First of all, Go Israel! for changing the clocks tonight, making our Yom Kippur fast one hour shorter. I found out that every year they change the clocks on Shabbat Shuva, so that YK is always shorter. (You'd think I would have known that already, since I did spend a year and a half in Israel, including 2 YKs. Never mind that. The important thing is I know now.) I like how Israel uses the whole Daylight Savings thing and subverts it for its own purposes. Heh heh.
Breakfast update: On Friday, Yaakov had gan, so Donny and I continued making the breakfast rounds to the little cafes in Modi'in. We went to one that came highly recommended by a fellow Dimri-ite. It's in this creepy little shopping center nearby. I cannot tell you why it's creepy. It just is. It gives me the willies every time I go in there. We sat outside, where the willies were a trifle better, but the restaurant did not impress us, overall. We will have to put our breakfasts on hold for October, because Yaakov does not have gan on Friday again till the last week in October. And going out for breakfast with Yaakov is kind of like eating at Kosher Bite - sounds like fun, but you end up regretting it.
Shabbat In Heels: Shabbat has become a time for serious resting. I am so wiped by the time Friday night comes, I can barely make it through the meal. On Friday night the kids played with dress-up clothes while Donny was at shul. Ariella looked fetching in her yellow princess strapless top, pink princess skirt, rings that could rival P. Diddy's (yes, you can borrow them, Dadz), a blue high-heeled shoe, and a green high-heeled shoe. And lest he be left out, Yaakov, too, was a vision in his green and blue high-heeled shoes. He was very happy to be clomping around in them. Later, he got yelled at and taken for a time out. I have to say that there is little funnier than a 2-year old boy being bodily removed from the room by his father, kicking and screaming, with heels dangling from his feet.
Shabbos morning we actually got to sleep late - 7:45! Now that Yaakov (aka The Boy) is in a bed, the two of them get up in the morning and entertain themselves in the living room. Donny continued shul-hopping, and we did not attempt to go out and find him today. He was home by 11:00. We ate lunch, and Donny and I again locked the doors (so they couldn't escape the apartment), and then decided to take a nap and let the kids have their way with things. When I woke up later, I peeked in their room and saw they had both fallen asleep in their beds! After Shabbos party, we walked to friends in Kaiser, who had also made aliyah this summer, and had seudah shlishit. It was nice to spend time with other people, and all the kids (they have an almost 5 year old girl and an almost 2 year old boy) really got along well. They carefully followed the prescription for meeting new kids: Stare at new child. Refuse to speak directly to child. Ignore child for 2/3 of the visit. Suddenly become best friends and cry when it's time to leave.

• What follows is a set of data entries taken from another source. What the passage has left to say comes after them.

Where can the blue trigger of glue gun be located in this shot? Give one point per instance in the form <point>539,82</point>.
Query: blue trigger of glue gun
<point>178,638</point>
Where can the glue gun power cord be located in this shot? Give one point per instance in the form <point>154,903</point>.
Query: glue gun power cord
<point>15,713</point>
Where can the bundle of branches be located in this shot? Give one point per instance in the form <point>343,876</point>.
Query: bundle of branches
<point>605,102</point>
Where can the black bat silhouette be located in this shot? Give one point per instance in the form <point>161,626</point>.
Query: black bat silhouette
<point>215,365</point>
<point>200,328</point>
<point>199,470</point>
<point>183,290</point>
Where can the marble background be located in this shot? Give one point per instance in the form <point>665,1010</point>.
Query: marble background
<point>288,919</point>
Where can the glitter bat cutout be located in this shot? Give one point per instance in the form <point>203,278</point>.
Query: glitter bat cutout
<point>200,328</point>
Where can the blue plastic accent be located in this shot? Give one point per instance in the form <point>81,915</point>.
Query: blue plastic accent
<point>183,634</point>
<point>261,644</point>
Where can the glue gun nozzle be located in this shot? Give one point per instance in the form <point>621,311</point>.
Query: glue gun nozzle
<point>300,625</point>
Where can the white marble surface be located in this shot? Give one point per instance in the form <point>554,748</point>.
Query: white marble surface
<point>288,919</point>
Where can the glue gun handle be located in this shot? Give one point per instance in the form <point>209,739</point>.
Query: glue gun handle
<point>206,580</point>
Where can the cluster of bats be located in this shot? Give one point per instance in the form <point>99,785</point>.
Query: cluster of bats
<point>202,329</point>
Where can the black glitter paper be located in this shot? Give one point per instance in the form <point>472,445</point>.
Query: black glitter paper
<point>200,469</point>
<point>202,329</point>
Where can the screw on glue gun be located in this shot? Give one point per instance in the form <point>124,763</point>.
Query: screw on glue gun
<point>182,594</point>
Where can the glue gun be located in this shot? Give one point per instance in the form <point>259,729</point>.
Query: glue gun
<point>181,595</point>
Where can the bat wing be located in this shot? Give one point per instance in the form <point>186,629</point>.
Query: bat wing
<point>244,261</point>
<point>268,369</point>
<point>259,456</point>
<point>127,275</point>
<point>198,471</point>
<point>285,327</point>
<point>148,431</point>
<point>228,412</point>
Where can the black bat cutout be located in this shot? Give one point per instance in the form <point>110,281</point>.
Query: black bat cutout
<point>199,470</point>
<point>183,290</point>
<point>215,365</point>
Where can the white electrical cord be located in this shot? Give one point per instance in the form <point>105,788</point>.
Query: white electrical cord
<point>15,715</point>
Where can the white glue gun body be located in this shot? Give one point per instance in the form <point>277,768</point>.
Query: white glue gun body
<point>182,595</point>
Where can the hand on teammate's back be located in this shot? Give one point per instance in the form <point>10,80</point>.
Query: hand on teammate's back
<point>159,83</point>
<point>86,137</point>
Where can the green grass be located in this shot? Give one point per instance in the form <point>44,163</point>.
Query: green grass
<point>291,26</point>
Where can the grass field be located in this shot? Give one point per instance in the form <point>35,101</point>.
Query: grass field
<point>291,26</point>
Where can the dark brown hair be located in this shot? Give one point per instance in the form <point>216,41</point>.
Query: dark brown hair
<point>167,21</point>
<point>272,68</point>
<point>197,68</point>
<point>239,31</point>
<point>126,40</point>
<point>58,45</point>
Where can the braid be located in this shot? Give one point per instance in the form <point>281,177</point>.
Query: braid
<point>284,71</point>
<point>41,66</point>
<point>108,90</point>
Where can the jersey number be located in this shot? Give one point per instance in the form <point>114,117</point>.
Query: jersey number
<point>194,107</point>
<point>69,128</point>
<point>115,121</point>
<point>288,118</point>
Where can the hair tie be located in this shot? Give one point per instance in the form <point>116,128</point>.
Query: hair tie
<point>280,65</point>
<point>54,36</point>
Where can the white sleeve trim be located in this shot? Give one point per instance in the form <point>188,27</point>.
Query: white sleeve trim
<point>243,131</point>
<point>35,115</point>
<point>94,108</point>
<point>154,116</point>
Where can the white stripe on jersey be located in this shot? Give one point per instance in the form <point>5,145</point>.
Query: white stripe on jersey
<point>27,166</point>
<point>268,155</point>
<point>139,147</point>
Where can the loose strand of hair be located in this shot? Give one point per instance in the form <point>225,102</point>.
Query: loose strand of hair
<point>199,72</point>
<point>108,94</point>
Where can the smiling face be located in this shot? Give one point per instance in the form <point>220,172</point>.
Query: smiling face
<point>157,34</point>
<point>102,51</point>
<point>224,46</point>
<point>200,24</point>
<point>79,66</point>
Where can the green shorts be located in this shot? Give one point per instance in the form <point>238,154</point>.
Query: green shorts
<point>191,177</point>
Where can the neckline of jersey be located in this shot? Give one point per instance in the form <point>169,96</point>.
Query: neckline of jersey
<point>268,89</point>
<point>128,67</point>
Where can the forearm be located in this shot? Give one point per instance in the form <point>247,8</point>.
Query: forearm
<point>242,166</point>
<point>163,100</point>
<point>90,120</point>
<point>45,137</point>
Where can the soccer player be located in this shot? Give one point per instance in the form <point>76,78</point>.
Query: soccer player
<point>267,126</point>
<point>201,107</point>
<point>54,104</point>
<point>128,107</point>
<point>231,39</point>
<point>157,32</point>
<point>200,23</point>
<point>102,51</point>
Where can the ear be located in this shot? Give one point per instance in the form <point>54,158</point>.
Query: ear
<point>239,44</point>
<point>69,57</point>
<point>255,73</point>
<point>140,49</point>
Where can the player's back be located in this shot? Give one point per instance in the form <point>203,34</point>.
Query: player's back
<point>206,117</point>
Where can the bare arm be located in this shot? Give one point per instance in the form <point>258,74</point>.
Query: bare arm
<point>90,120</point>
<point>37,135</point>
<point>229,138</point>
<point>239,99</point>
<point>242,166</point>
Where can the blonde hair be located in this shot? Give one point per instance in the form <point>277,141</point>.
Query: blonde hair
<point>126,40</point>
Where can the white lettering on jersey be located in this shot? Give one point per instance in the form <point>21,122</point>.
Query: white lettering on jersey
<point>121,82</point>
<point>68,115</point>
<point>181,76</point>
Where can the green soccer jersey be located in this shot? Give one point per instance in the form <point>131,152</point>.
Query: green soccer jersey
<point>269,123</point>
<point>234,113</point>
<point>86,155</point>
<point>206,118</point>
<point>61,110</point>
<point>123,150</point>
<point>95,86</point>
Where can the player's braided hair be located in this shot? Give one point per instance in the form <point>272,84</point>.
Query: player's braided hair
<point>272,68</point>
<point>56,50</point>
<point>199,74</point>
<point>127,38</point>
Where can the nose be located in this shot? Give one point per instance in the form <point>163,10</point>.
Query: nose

Other items up for discussion:
The Last of Our Lift Food: We (illegally, I believe) brought in a box of food from America on our lift. When we packed up our kitchen in June, we figured we were going to Long Island, so it made sense to take our spices, ketchup, soy milk, noodles, beans, (and some muffin cups - ha!) etc. And it has come in handy. But we are quickly using up our supplies. This Thursday night, when I made the cholent I finished up the packages of Stop & Shop beans and barley. There was something sort of sad about it, not because I love my American food so much and now I'll have to buy Israeli food, boo hoo, but because there was something comforting about the familiar labels and ingredients. I had a very long-standing relationship with Stop & Shop food and it is now coming to an end. I love Supersol (aka "Shufersal"), but we're just not as close yet. However I know that it is now time to let go of Stop & Shop and move on, time to forge new bonds with new supermarkets. It is the Year of Supersol, where the carts always list to the side and they let you taste as much cheese as you want from the counter.
Vonage: Our entire internet set up is tenuously tethered to reality. I'm not sure that makes sense, but what I'm saying is that it's kind of like Humpty Dumpty - at any second the entire thing can come crashing down and we are left without phone or internet and it is very difficult to piece it back together. For some reason (well, I know the reason, but I don't want to embarrass Donny), our internet/Vonage went kaput on Friday. Donny spent most of Erev Shabbos trying to resurrect it. By Shabbos, we had internet, but our Vonage was very floopy. It is now motzash and Donny has been on the phone with the Helpful Vonage Lady for a while now. The last time it was floopy they were able to change some settings and fix it. For some reason our Helpful Vonage Lady is being less than Helpful and asking random questions like, "Well, are there lights on in your apartment now? Maybe that's why it's not working now." Of course, it sounds like "Well, **%*&*%%$&UHJUG^R now? Maybe that's &%#%$^%%#EYTGF&^^(*U*IH&." I am hopeful that Donny and HVL will be able to fix it before tomorrow, since Sunday is when people from America actually have time to speak with us.